EDIT: Reason for the fluff in the beginning is I made this video for a contest. I didn't mention it when I made this thread because I definitely wasn't fishing for votes here. But now that the event is long over, I think it's safe to say this.





And for kicks, here's a vid of him being a normal dog:


----------



## elrohwen (Nov 10, 2011)

That was so much fun to watch. You guys are just so in tune with one another and he seems like such a calm soul.


----------



## Abbylynn (Jul 7, 2011)

Those were great! Soro is very well trained.


----------



## beretw (Sep 25, 2012)

Why are you guys so frikken cool? Major vibes of admiration tinged with jealousy coming your way.

We have OB class tonight. This is going to stick with me during the lesson. Thank you for sharing!


----------



## BrittanyG (May 27, 2009)

So not only are you a fantastic artist, but you're a badass dog trainer as well? (And pretty!) Have ALL the good things!


----------



## aetolus (Jan 6, 2013)

That was awesome, especially him jumping on your back at the end!


----------



## cookieface (Jul 6, 2011)

Incredibly impressive! Do you and Soro do therapy work?


----------



## Shell (Oct 19, 2009)

BrittanyG said:


> So not only are you a fantastic artist, but you're a badass dog trainer as well? (And pretty!) Have ALL the good things!


Agreed! I just feel good when my dog(s) manage not to tackle anyone in public  Ok, not quite but no way is even Chester as close to as trained as Soro. Is it okay if I hate you just a little tiny bit for being awesome? :rockon:


----------



## Canyx (Jul 1, 2011)

Thanks everyone!

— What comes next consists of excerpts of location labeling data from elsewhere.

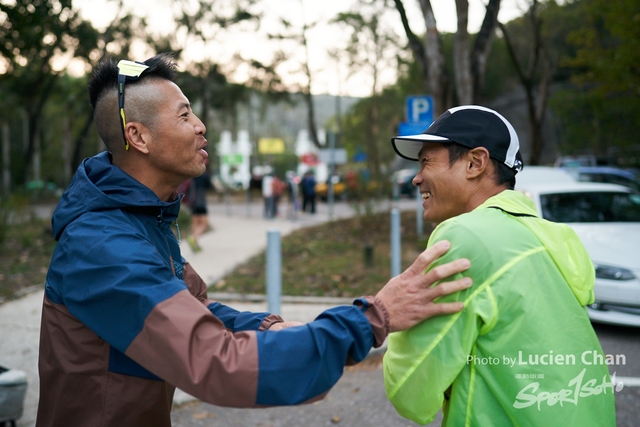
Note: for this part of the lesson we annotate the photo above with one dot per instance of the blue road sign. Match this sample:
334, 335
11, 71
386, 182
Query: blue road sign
420, 109
405, 128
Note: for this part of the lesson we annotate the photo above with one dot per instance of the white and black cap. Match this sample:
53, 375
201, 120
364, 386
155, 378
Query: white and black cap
471, 126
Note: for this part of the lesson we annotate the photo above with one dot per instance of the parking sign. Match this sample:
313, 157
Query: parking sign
420, 109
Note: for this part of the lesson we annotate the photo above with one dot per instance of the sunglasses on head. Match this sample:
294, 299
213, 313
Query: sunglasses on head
127, 70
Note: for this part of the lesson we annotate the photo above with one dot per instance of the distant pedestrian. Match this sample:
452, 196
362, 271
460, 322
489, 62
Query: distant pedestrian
198, 198
309, 192
126, 319
292, 190
267, 195
278, 188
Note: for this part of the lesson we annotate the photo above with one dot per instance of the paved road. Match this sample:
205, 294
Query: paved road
357, 399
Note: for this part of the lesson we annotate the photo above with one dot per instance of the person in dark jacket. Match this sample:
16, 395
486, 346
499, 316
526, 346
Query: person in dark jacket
309, 192
125, 317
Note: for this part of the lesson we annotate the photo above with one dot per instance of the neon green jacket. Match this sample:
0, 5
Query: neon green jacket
522, 352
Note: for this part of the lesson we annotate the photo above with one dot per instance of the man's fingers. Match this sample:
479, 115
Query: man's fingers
445, 308
428, 256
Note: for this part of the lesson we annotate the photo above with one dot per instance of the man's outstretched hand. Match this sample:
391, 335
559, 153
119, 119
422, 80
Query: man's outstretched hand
408, 298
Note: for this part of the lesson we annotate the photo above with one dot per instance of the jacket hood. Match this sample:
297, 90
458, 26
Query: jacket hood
560, 240
98, 185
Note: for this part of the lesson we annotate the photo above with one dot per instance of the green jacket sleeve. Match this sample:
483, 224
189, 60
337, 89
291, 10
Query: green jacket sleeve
422, 363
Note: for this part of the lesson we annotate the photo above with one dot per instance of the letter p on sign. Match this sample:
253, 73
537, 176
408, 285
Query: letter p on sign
420, 109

I'm glad you liked it and I'm totally fine if you hate me a bit 



elrohwen said:


> he seems like such a calm soul.


Not quite! Well, I guess he is really steady now if anything, since he's middle aged. But he used to be a hyper thing, and he still has his spazzy moments when he greets people. 



beretw said:


> Why are you guys so frikken cool? Major vibes of admiration tinged with jealousy coming your way.
> We have OB class tonight. This is going to stick with me during the lesson. Thank you for sharing!

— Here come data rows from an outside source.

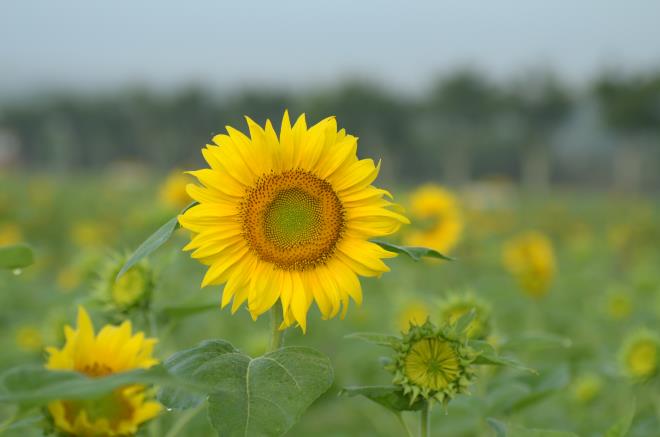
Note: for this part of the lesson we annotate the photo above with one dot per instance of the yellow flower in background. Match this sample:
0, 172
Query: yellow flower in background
29, 339
618, 305
640, 354
115, 349
289, 218
439, 216
415, 312
586, 388
173, 191
10, 234
530, 258
132, 289
454, 306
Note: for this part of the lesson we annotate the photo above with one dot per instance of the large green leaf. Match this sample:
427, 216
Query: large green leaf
622, 426
35, 385
262, 396
16, 256
157, 239
192, 365
374, 338
416, 253
389, 396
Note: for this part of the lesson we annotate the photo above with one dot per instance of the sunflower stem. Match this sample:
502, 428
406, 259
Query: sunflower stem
276, 334
425, 421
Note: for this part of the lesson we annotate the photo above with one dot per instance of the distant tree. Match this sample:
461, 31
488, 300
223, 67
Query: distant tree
461, 109
631, 107
539, 103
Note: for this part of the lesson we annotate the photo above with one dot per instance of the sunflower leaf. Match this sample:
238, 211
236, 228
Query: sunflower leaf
374, 338
250, 396
16, 256
36, 385
389, 396
414, 252
155, 240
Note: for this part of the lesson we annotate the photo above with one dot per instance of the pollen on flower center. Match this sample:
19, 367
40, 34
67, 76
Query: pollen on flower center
292, 219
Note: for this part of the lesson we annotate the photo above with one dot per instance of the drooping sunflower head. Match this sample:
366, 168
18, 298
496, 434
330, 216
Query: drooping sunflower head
639, 355
437, 216
433, 363
530, 258
455, 306
132, 289
288, 217
115, 349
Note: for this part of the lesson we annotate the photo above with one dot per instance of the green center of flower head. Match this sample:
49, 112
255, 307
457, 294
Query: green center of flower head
292, 218
432, 363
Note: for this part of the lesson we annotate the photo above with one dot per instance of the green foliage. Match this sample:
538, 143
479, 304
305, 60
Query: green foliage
250, 396
416, 253
389, 396
16, 256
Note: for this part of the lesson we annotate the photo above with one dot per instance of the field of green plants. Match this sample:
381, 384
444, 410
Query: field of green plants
582, 336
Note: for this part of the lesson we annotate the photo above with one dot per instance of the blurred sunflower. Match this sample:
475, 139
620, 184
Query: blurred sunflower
439, 217
115, 349
132, 289
640, 355
530, 258
454, 306
173, 191
289, 218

Glad to have inspired you guys! Garp is one of my favs as you already know! I have no doubt you two will rock this world. He's already a great ambassador for his breed, judging by your posts.



cookieface said:


> Incredibly impressive! Do you and Soro do therapy work?

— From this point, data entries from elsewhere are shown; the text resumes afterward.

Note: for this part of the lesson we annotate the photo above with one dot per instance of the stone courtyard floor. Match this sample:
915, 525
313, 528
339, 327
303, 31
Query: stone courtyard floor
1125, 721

Thank you! We don't, but I think he would make a great therapy dog! The thing about me is I like to do all the work in terms of training but I never find the time to go and get the letters to prove I've done it. So I think he would ace the CGC and many other tests, but I'm likely never going to have him tested or certified for anything.


----------



## Selah Cowgirl (Nov 14, 2009)

I love the spells! To awesome!


----------



## lil_fuzzy (Aug 16, 2010)

Awesome video, well done


----------



## Salina (Sep 2, 2012)

very very very cool! and impressive !!


----------



## winniec777 (Apr 20, 2008)

Canyx said:


> I'm glad you liked it and I'm totally fine if you hate me a bit


Done! 

So very very awesome to see what you've accomplished. I would definitely steal Soro if I could.


----------



## Canyx (Jul 1, 2011)

Selah Cowgirl said:


> I love the spells! To awesome!


Fun fact: If you watch me instead of him, you can see me shaking my head after "Confundo," because he did it completely wrong. He's supposed to spin around endlessly in circles but he rolled instead, which is "Crucio." But I used this clip because this was the best "Avada kedavra" I've ever seen him do. He usually dies sideways, not on his back! 



winniec777 said:


> Done!
> 
> So very very awesome to see what you've accomplished. I would definitely steal Soro if I could.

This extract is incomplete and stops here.